Un an après le début des gilets jaunes, Emmanuel Macron appelle à "une nouvelle coopération" entre les métropoles et leurs territoires environnants : "On dort à un endroit, on travaille à un autre, il nous faut donc retisser cela [...] Unir et rassembler, c'est tenir la cohésion de notre pays".

S'ensuit un long passage sur la sécurité, où il réaffirme sa volonté d'une "société de la vigilance". Les maires sont "les mieux placés pour prévenir les signes faibles [...] des acteurs à part entière d'une société de l'attention de l'action". Le président n'ignore rien du "communautarisme" mais il juge "inefficace" toute loi interdisant les listes en question. "On confond la laïcité, la civilité et l'ordre public", assure-t-il.

La transition écologique et environnementale figure également à son agenda, mais là encore, il insiste sur son bilan international, le lancement du plan biodiversité et les travaux actuels de la Convention citoyenne sur le climat. Tout en érigeant les communes aux avant-postes pour "décarboner les transports et rénover les logements", le président retombe dans le "en même temps" lorsqu'il en "appelle à la modération"  à propos des arrêtés anti-pesticide.

En matière d'économie circulaire, et en particulier de la consigne des bouteilles plastiques, qui a récemment divisé le gouvernement, les sénateurs et les associations d'élus, le chef de l'État a promis que "rien ne se fera sans l'accord des maires".

Et Emmanuel Macron de se faire lyrique : "une écologie de la liberté, une écologie de la concertation, une écologie de l'innovation, l'écologie du quotidien, l'écologie concrète, c'est celle de son territoire".

"Quand on décentralise une compétence, on décentralise les moyens"

À la suite de trois parenthèses sur l'école, la santé et le projet de loi "Engagement et proximité", le président a, par la suite, dévoilé sa vision de la déconcentration, de la décentralisation et de la différenciation, en vue du projet de loi "3D" qui arrivera au Parlement après les municipales.

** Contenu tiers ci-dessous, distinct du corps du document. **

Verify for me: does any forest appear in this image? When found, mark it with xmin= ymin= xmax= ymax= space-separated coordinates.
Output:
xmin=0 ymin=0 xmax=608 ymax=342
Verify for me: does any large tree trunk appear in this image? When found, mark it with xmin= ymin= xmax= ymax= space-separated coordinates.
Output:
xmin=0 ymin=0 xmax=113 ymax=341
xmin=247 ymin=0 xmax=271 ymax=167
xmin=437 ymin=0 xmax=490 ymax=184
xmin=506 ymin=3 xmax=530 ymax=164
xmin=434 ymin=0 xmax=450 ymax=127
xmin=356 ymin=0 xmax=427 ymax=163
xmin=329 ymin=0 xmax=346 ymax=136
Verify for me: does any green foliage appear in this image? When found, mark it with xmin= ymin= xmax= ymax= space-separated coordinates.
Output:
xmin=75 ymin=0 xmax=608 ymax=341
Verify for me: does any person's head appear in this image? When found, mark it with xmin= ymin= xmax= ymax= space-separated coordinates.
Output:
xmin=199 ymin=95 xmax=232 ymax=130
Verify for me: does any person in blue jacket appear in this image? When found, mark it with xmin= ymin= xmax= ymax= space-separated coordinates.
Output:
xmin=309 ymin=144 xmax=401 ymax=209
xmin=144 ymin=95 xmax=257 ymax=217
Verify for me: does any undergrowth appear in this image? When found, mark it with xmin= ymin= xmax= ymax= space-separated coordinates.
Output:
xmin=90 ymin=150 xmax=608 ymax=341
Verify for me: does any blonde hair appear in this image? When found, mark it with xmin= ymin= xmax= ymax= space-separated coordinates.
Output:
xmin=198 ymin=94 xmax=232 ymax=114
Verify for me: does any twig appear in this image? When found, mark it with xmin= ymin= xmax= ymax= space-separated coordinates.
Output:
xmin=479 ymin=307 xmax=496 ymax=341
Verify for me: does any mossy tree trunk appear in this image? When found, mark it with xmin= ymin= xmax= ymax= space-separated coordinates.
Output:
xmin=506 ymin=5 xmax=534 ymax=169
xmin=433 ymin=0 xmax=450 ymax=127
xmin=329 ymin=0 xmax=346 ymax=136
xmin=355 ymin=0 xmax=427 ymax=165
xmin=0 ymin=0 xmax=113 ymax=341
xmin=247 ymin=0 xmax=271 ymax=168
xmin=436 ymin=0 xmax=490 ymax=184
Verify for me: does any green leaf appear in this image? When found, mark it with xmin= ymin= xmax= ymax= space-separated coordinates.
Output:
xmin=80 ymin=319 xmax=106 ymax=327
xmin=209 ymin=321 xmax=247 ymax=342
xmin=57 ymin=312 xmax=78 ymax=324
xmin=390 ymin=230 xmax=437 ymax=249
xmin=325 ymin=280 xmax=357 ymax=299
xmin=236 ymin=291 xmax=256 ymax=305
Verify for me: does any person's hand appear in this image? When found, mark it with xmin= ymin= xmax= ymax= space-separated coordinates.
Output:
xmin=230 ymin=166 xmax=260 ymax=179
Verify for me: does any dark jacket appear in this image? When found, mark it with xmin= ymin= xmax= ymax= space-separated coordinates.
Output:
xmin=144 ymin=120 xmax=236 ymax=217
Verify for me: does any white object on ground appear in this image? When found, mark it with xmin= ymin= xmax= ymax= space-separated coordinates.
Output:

"On a parfois décentralisé des compétences sans donner les moyens, comme le RSA aux départements", a estimé Emmanuel Macron. "Ma conviction est simple : quand on décentralise une compétence, on décentralise les moyens."

Comme l'année dernière à la même époque, mais devant 2.000 maires invités au palais de l'Élysée, le chef de l'État a, de nouveau, fermé la porte à l'autonomie fiscale et financière des collectivités.

"C'est un fétichisme français", a commencé Emmanuel Macron, avant d'évoquer, devant le président du Sénat le modèle du Bundesrat, la chambre haute allemande, "qui discute des ressources fiscales". "Peut-être qu'on peut en arriver là. À titre personnel, j'y suis favorable."

Enfin, après avoir disputé une énième fois les élus - "dès qu'il y a un coup de grisou, on dit "c'est l'État !" -, il s'est prononcé en faveur d'un grand débat "à condition que la compétence aille avec une responsabilité et des financements". "Et là, nous serons heureux !", a conclu Emmanuel Macron, sous les applaudissements et la Marseillaise.